Expanding FMLA will negatively impact Utah’s small businesses and employees

Utah’s small businesses are the lifeblood of our economic success and provide hundreds of thousands of jobs for Utah families.

As such, any policy change that impacts their success should be weighed carefully. Expanding Family Medical Leave Act (FMLA), as the Utah House of Representatives is considering with H.B. 242, Family and Medical Leave Amendments, is no small change.

Just as important is supporting and strengthening Utah’s workforce, who enable our economy to thrive. Employers invest time and resources to hire and train workers, and ultimately their bottom line depends on the success of their employees. Because of this, over the past several weeks, the Salt Lake Chamber, which membership comprises more than 80% small businesses, has worked with supporters of H.B. 242, while also addressing our concerns.

The Chamber represents small businesses at every turn, fighting against over regulation, promoting good government and preventing intrusive government involvement in running our businesses. As small business owners ourselves, we appreciate their efforts.

As such, it’s important to be clear that FMLA is a complicated law to administer and would represent an extraordinary burden on small companies – and companies like ours. Specifically, dropping the criteria from 50 employees to 30 employees for companies that must offer FMLA will have, even in amended form, an adverse impact on small to mid-sized businesses and particularly start-up companies.

This is because most employers (including those with 50 or more employees) struggle with compliance because the FMLA application and eligibility process is so fraught with detail. To be clear, any good employer knows that treating and supporting their employees is critical to their business success. This is especially true when supporting and elevating the role of women in our workforce. However, H.B. 242 would not only burden our small businesses with a mandate that doesn’t improve outcomes for Utah families; it would also increase compliance costs and reduce job opportunities.

For example, complying with FMLA also comes with additional recordkeeping requirements and operational costs as a result of managing the human resources and administration of the law. Even with the amended language, companies with fewer than 50 employees often do not have, nor can they afford, to employ a person to take on this additional burden. Rough estimates place this at $1,720 per firm, per year with basic compliance, for the additional paperwork and assistance with human resources.

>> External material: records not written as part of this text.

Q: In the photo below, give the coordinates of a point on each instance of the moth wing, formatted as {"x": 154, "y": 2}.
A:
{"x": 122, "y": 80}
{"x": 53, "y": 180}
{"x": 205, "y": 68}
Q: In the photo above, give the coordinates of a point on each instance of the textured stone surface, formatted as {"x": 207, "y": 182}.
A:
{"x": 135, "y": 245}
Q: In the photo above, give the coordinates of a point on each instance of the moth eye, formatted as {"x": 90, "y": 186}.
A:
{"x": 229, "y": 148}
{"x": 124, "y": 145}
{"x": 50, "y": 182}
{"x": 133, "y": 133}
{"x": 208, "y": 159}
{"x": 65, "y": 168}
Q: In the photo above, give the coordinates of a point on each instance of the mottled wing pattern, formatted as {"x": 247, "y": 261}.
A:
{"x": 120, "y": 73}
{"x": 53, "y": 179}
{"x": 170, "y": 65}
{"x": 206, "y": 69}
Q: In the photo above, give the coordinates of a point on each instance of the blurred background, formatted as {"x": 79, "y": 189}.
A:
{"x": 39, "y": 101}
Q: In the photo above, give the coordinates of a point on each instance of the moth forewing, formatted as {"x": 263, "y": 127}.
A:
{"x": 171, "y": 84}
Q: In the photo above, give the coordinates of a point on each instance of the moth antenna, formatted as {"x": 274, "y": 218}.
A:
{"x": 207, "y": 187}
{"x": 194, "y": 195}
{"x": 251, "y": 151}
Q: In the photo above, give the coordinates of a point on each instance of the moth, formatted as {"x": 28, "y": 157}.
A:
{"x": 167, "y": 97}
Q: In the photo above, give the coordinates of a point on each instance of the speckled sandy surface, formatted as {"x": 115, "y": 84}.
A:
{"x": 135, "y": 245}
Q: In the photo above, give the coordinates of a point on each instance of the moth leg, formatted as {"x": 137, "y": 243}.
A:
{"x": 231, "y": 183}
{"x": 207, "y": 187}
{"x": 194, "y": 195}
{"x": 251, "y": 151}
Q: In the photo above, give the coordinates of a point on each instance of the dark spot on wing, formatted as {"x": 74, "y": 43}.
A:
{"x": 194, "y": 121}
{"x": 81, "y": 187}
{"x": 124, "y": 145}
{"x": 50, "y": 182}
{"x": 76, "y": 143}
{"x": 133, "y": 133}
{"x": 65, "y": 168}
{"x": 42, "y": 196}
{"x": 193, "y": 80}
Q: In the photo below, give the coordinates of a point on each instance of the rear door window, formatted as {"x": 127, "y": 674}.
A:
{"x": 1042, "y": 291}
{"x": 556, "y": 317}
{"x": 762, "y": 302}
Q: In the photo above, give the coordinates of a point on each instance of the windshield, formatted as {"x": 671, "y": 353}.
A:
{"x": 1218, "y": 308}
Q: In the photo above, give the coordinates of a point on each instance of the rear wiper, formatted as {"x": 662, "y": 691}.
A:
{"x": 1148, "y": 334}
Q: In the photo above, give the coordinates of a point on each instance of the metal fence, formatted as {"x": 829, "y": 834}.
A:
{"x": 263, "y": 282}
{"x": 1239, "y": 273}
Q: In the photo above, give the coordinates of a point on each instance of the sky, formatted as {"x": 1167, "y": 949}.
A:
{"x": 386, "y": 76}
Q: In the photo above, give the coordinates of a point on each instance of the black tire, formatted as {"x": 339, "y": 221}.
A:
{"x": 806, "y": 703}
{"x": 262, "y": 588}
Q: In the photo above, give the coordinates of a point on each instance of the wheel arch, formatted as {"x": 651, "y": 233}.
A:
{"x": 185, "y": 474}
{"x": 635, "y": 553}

Small employers also have less of an ability to absorb the impact of operating with employees out for 12 solid weeks or out on an unpredictable intermittent basis as compared to larger companies. The bill has moved in the right direction with a stepped down approach, but even six or nine weeks is a significant burden – one that employers are best suited to address without a mandate.

Utah employers already offer employee benefits without additional legislation and regulations forced upon them. These generous benefit packages are a key way to attract, retain and motivate the qualified people they need to make their organizations successful.  Especially concerning time off, Utah employers provide FMLA benefits or FMLA-like benefits despite no legal requirement to do so. For example, according to the Employers Council Utah Paid Time Off Policies Survey,

  • When companies have multiple site locations with fewer than 50 employees working at each, 80% of survey respondents provide FMLA benefits to all locations even though they are not legally required to do so.
  • 26% of survey respondents provide medical leave for an employee’s serious health condition or pregnancy before his or her FMLA eligibility.
  • 18% of survey respondents indicated their organization offers paid Parental Leave (maternity/paternity) separate from other leave policies such as vacation, PTO, FMLA, etc. The median number of days provided is approximately 34 paid days.

H.B. 242 represents a one-size-fits-all solution which removes the ability for Utah’s businesses to work with each employee to balance their personal and professional responsibilities. Some have claimed that supporting H.B. 242 is a conservative, pro-family bill. However, we believe that our free enterprise system is the best way to grow the economy, stimulate innovation and provide jobs for Utah families. A government mandate would only make this more difficult.

Guest Blog by Salt Lake Chamber Small Business Committee co-chairs: Ingolf de Jong, President of GENCOMM, and Natalie Kaddas, CEO of Kaddas Enterprises.